Document Classification with Naive Bayes
Naive Bayes assumes all features (words) are conditionally independent given the class:
P(y=yⱼ | x=xᵢ) ∝ P(y=yⱼ) · ∏ₖ P(xₖ=xₖᵢ | y=yⱼ)
The prior P(y=yⱼ) is the relative class frequency in training data. Despite the independence assumption being usually wrong, Naive Bayes is competitive with more sophisticated methods.
Semantic Networks
Semantic networks represent knowledge as directed graphs — concepts as nodes, relations as edges. Inference propagates through the graph via inheritance.
Arc types:
InstanceOf— individual is an instance of a classSubclassOf— one class is a subclass of anotherPartOf— part-whole relationships- Descriptive arcs — domain-specific properties and relations
Inference mechanisms:
- Property inheritance: follow
InstanceOfandSubclassOfarcs upward to find property values. The nearest node's value takes precedence. - Intersection search: activate two concepts, spread activation outward, find where paths meet
- Query matching: represent the query as a graph, search for matching fragments in the knowledge base
Semantic Web and SPARQL
SPARQL queries RDF knowledge bases (like Wikidata) using a structure similar to SQL:
SELECT ?person
WHERE {
?person a dbo:Scientist .
?person dbo:birthPlace dbr:Spain .
FILTER (?birthYear > 1980)
}
ORDER BY ASC(?birthYear)
LIMIT 10
Key constructs: FILTER for conditions, OPTIONAL for left-joins, UNION for combining queries, GROUP BY for aggregation.
Ontologies
An ontology is a formal representation of knowledge in a domain.
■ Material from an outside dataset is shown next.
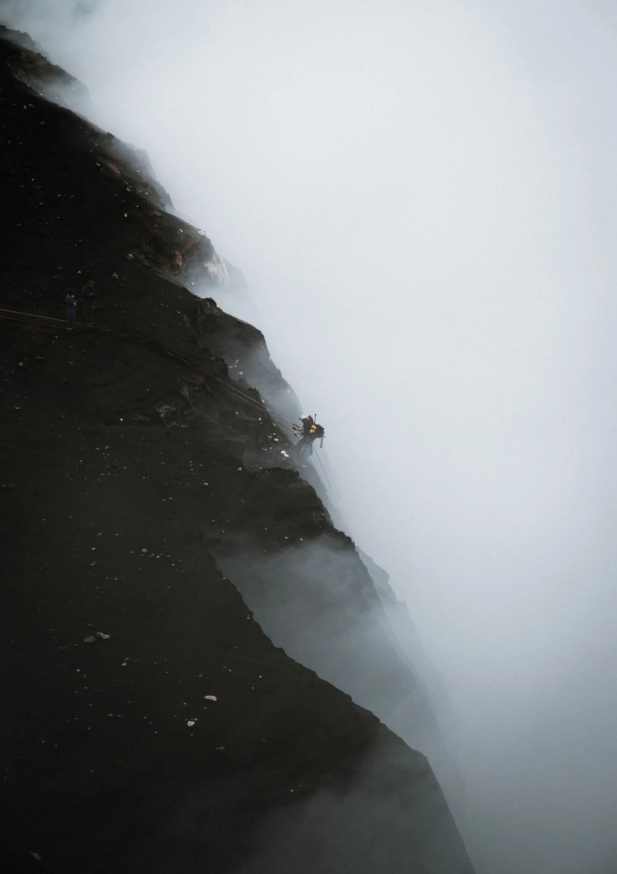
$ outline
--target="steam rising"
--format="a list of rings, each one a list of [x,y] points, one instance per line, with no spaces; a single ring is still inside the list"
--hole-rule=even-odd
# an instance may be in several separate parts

Components:
- Classes/concepts — types of entities
- Properties/roles — relationships between entities
- Instances/individuals — concrete entities
OWL (Web Ontology Language)
OWL uses open world reasoning — absence of a fact doesn't mean it's false (unlike backward chaining's closed world assumption).
Key constructors:
| Constructor | Example | Meaning |
|---|---|---|
| AND | Dog and Friendly | Dogs that are friendly |
| OR | Dog or Cat | Dogs and cats |
| NOT | not Friendly | Non-friendly entities |
| EXISTS | hasPet some Dog | Has at least one dog |
| FOR ALL | hasPet only Dog | Has only dogs |
| CARDINALITY | hasPet exactly 1 | Has exactly one pet |
Axiom types: subclassof, equivalent, disjoint for classes; subpropertyof, equivalent for properties; concept and role assertions for individuals.
Value partitions enable inference by exhaustion:
Spiciness equivalent Mild or Medium or Hot
disjoint(Mild, Medium, Hot)
If something is Spiciness but not Mild and not Medium, it must be Hot.
Primitive class hierarchies are asserted; defined class hierarchies can be inferred.
Similarity Measures in Ontologies
Resnik similarity: based on information content — two concepts are similar if their most specific common ancestor is specific:
sim(A, B) = max_{C ⊆ A∩B} [−log p(C)]
Jaccard similarity: ratio of shared to total instances:
sim(A, B) = |A ∩ B| / |A ∪ B|
LCS-based distance: ratio of path to LCS vs. total path length:
sim(A, B) = ∂(root, C) / (∂(root, C) + ∂(C, A) + ∂(C, B))
where C = LCS(A, B) is the most specific concept more general than both A and B.